The departure of Chris Bangle as BMW’s head of design is an event we’ve been anticipating for some time — not because of any lack of ability on the remarkable American-born designer’s part, but because the great task he set himself has been achieved.

When Bangle arrived from Fiat in the early ‘90s (having been responsible for the Fiat Coupe, a car that had greatly divided critical opinion) there was an expectation that he would immediately radicalise the look of BMW’s cars, which for a generation had been described as “sleek but safe”.

In fact, Bangle took time to get his teeth into the job, first using his rare powers of leadership to assemble a team of young disciples (Bangle briefly trained for the priesthood in his youth), then winning the confidence of the management with his celebrated powers of persuasion, and producing an ever more radical crop of concept cars — in which elements of the BMW model generation that he and his team would subsequently design could clearly be seen.

Starting with a radical 7-series (eye-popping or awkward, depending on your point of view), Bangle went through the complete range of existing BMWs and launched models like the 1-series, X3 and X6 as he went.
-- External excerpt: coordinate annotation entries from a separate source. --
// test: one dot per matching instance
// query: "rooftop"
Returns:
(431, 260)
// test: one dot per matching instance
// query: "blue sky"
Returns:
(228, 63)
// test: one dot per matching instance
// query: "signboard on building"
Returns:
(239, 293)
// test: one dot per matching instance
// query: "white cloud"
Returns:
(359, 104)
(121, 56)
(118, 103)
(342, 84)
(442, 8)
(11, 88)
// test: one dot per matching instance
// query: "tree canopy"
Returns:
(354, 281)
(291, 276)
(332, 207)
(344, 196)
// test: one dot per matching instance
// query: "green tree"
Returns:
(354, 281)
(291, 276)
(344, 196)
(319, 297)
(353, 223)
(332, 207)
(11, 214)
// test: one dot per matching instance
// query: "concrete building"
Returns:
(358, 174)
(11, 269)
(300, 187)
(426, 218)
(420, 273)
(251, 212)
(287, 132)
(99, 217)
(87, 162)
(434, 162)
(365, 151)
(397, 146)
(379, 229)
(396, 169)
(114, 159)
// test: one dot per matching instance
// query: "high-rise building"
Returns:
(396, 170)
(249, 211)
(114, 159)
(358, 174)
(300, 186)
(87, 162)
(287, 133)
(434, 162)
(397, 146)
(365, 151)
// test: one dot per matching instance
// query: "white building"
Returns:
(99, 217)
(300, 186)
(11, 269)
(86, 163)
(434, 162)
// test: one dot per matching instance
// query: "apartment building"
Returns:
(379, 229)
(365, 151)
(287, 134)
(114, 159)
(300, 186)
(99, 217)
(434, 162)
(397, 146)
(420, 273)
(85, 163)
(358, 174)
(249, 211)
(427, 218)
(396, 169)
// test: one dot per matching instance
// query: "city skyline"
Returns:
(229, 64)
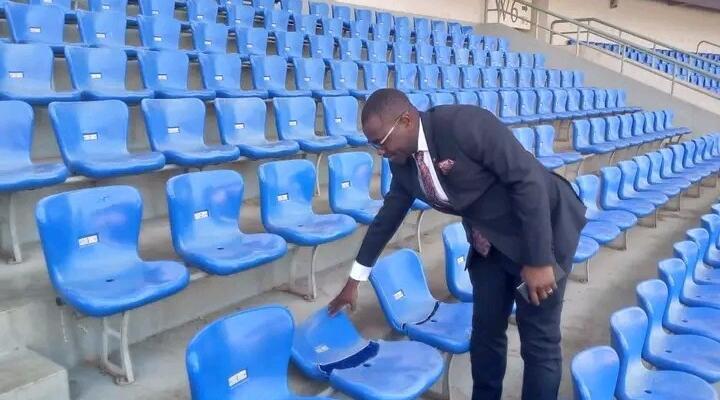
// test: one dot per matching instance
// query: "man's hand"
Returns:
(540, 282)
(347, 297)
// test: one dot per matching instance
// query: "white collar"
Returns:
(422, 140)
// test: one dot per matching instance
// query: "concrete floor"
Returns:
(160, 366)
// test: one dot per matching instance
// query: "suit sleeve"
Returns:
(396, 205)
(493, 145)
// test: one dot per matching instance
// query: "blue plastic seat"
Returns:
(589, 186)
(456, 250)
(176, 128)
(166, 73)
(100, 74)
(544, 140)
(241, 122)
(26, 73)
(295, 120)
(628, 328)
(340, 116)
(582, 141)
(269, 73)
(595, 373)
(79, 227)
(223, 74)
(679, 318)
(17, 170)
(310, 76)
(349, 186)
(410, 308)
(36, 24)
(361, 368)
(693, 294)
(209, 37)
(93, 136)
(286, 191)
(203, 209)
(629, 176)
(610, 195)
(222, 360)
(695, 354)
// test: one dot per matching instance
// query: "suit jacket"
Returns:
(528, 213)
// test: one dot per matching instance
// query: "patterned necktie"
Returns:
(480, 243)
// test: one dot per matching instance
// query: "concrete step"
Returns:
(26, 375)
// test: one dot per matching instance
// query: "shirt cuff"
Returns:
(360, 272)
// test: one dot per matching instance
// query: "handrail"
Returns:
(697, 49)
(585, 28)
(655, 43)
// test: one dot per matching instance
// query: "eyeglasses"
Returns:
(378, 144)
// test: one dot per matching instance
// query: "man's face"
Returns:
(394, 139)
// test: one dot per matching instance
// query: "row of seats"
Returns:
(674, 330)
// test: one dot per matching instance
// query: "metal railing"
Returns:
(504, 9)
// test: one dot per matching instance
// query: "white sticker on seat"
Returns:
(237, 378)
(321, 348)
(87, 240)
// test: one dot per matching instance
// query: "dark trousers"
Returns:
(539, 327)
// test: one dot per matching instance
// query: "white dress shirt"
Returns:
(360, 272)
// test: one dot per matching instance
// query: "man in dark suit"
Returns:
(522, 221)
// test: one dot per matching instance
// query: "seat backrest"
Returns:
(294, 117)
(526, 137)
(544, 139)
(93, 68)
(89, 130)
(344, 75)
(15, 134)
(595, 373)
(289, 44)
(286, 191)
(340, 115)
(456, 250)
(450, 76)
(309, 73)
(251, 41)
(220, 71)
(159, 32)
(35, 23)
(164, 69)
(24, 66)
(79, 227)
(628, 329)
(269, 72)
(322, 46)
(209, 37)
(240, 120)
(102, 28)
(375, 76)
(203, 206)
(242, 355)
(349, 176)
(400, 284)
(323, 342)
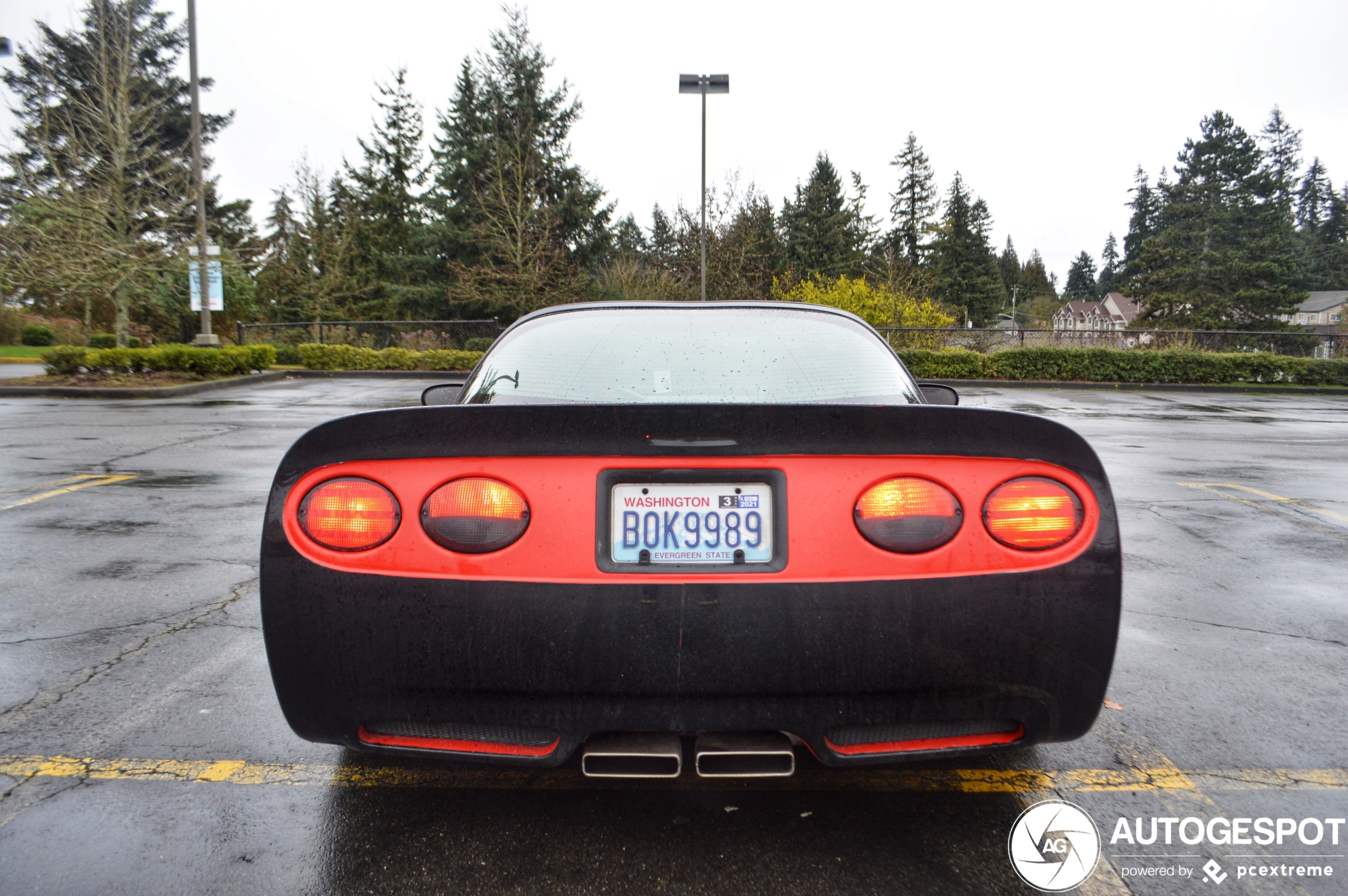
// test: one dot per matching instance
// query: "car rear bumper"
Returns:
(350, 650)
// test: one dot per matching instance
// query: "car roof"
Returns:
(689, 306)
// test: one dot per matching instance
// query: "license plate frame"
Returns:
(604, 514)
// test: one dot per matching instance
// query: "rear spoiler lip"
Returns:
(687, 430)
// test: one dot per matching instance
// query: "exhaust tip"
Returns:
(633, 755)
(745, 755)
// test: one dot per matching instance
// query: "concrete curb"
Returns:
(211, 386)
(1251, 388)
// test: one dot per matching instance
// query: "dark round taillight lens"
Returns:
(908, 515)
(475, 515)
(350, 514)
(1033, 514)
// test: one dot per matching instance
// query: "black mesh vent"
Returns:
(858, 735)
(514, 735)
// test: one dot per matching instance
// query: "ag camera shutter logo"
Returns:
(1053, 847)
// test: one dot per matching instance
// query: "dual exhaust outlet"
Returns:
(661, 755)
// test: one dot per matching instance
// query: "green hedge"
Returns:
(1119, 366)
(236, 359)
(350, 358)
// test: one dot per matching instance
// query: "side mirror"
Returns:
(937, 394)
(445, 394)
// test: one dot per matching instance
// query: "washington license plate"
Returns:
(692, 523)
His new look caused immense controversy among buyers, especially vocal Americans, and also among rival designers, yet Bangle was always generously backed by BMW management and sales never seemed to suffer.

However BMW’s most recent projects, notably the CS concept launched in Tokyo 18 months ago, were fronted by Dutch-born Adrian van Hooydonk, who acquired the tough-to-maintain reputation of sticking with most of Bangle’s avantgarde design style, while making them a little ‘warmer’ to suit the conservative instincts of buyers.

Van Hooydonk assumes Bangle’s position in the company. All parties deny a rift between BMW and Bangle who we’re told will “stay close” to the affairs of the Munich-based company. But a glittering career as a lecturer and fine artist surely beckons for the 52-year-old American, who has been in great demand in the US and Europe in both capacities.